The book notes that the 2018 document described plans for something that Daszak denied in 2020—that wild Rhinolophus bats (horseshoe bats) were to be kept and experimented on at the WIV.

“It was revealed that by that time, the EcoHealth Alliance and its collaborators had already found more than 180 unique SARS-like viruses across approximately ten thousand samples,” the authors wrote.

“In other words, this early 2018 proposal told us that the EcoHealth Alliance and WIV were in possession of a growing semi-private collection of SARS-like viruses; they had intended to expand their recombinant virus infection experiments across a range of cells and animals; they had also delineated a workflow for identifying novel cleavage sites and inserting these into novel spikes and novel SARS-like viruses in the lab.”

Chan said GoF research, which seeks to increase the transmissibility or the severity of disease caused by a pathogen so that “you can predict how wild natural viruses can evolve to spill over and cause pandemics,” doesn’t pay off.

“When you weigh the risks versus benefits, the risk of creating dangerous pathogens in the lab is that they could leak and actually cause a pandemic, whereas the benefits are really unclear,” she said.

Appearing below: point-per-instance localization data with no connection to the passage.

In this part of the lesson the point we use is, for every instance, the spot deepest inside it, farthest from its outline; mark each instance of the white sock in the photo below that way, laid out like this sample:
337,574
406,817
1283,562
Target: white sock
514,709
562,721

Ridley said lab leaks have occurred over the years even from laboratories designated as biosafety level 4—the highest level of biological safety.

He said the lab leak hypothesis can easily be disproved if China is willing to be transparent about the work being done at WIV at the time of the virus outbreak.

“All they have to do to disprove that is open their files and show us exactly which samples of which viruses they were dealing with in the laboratory—all of their sequences, all of their histories, where they came from, and what experiments were done with them.”